Затем я поведал Паддоку дивную историю о том, что мой друг – важная персона, имеющая отношение к правительству, что его нервы расстроены от переутомления и ему требуются абсолютный покой и тишина. Никто не должен знать, что он здесь, иначе его немедленно завалят сообщениями из министерства по делам Индии и канцелярии премьер-министра, и его лечение будет безнадежно погублено.

Надо сказать, что Скаддер, выйдя к завтраку, блестяще подыграл этой импровизации. Он, как заправский британский офицер, вперил в Паддока свой монокль, задал ему пару вопросов об англо-бурской войне[13] и тут же стал сыпать градом фамилий наших вымышленных приятелей. Паддок так и не выучился называть меня «сэр», зато Скаддера стал именовать «сэром» с таким усердием, будто от этого зависела его жизнь.

Я оставил Скаддера с газетой и коробкой сигар и до обеда отправился в Сити. Когда я вернулся, лифтер сообщил мне с многозначительным лицом:

– Выходит так, что у нас тут с утра неважные дела, сэр. Джентльмен из пятнадцатой – того. возьми и застрелись. Только что свезли в покойницкую. Полиция уже там, наверху.
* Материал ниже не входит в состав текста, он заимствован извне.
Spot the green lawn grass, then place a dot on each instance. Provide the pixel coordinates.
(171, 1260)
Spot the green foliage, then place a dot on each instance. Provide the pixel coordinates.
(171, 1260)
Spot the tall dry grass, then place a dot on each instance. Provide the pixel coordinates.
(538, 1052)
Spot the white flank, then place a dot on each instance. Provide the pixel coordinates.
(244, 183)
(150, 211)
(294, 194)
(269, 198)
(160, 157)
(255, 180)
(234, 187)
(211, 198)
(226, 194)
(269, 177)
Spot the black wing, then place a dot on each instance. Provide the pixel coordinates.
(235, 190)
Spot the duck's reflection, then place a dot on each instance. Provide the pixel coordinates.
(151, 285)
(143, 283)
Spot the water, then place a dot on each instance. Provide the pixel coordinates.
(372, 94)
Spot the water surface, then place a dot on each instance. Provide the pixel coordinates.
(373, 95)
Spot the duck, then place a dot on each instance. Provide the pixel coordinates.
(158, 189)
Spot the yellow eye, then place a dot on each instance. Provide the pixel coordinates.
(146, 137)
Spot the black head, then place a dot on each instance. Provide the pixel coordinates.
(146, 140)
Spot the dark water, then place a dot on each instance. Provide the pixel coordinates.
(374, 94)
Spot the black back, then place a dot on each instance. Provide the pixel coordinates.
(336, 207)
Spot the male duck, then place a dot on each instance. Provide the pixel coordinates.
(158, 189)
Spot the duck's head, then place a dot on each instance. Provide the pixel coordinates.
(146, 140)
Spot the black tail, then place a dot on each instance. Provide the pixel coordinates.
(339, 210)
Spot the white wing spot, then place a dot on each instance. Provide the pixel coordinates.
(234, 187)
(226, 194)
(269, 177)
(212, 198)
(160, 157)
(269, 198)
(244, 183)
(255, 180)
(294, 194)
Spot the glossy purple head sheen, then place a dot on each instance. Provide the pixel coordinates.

Я поднялся к квартире номер пятнадцать. Там я обнаружил двух полисменов и инспектора, занятых осмотром места происшествия. Я задал им пару дурацких вопросов, и вскоре меня прогнали. Тогда я нашел слугу, чистившего одежду Скаддера, и попытался выжать из него все, что тот мог знать, хотя с первого взгляда было ясно, что он ни о чем понятия не имел. Это был жалкий человечек с плаксивым голосом и кладбищенским выражением лица; чтобы его утешить, вполне хватило полукроны[14]

1

Город на территории владений Британской Южно-Африканской компании, основанный в 1893 году. Второй по величине город современного Зимбабве.

2

Травянисто-кустарниковая саванна в Южной Африке.

3

Улица в районе Мэрилебон в Центральном Лондоне. В начале XX века здесь был сосредоточен целый ряд посольств, главных офисов крупных компаний и фешенебельных особняков британской знати. В доме номер 76 (ныне снесен) с 1912 по 1919 год проживал сам Джон Бакен, и здесь же он «поселил» своего героя Ричарда Ханнея.

4

Площадь в центре Лондона, образованная перекрестком Оксфорд-стрит и Риджент-стрит. С 1900 года – также одноименная станция Лондонского метро.

5

Смерть – врата жизни (лат.).

6

Эпир – область на северо-западе Греции. В ходе Первой мировой войны провозглашалась автономной республикой.

7

Семья Борджиа, подарившая католическому миру в XV–XVI вв. двух пап и более десятка кардиналов, осталась в истории олицетворением алчной жестокости, превратившей церковную политику этого времени в череду подлых убийств.

8

Горное озеро в Австрийском Тироле.

9

Западная часть Будапешта (до 1873 года – самостоятельный город).

10

Город в Шотландии на берегу залива Ферт-оф-Форт (с 1920 года – северный район и порт Эдинбурга).

11

Гуркхи – британские колониальные войска, сформированные из непальских добровольцев.

12

Река в Зимбабве.

13

Англо-бурская война (1899–1902) – война бурских республик (Южно-Африканской республики и Оранжевого Свободного государства) против Британской империи, закончившаяся победой последней.

14

Крона – монета в 5 шиллингов (1/20 фунта стерлингов, или 12 пенсов).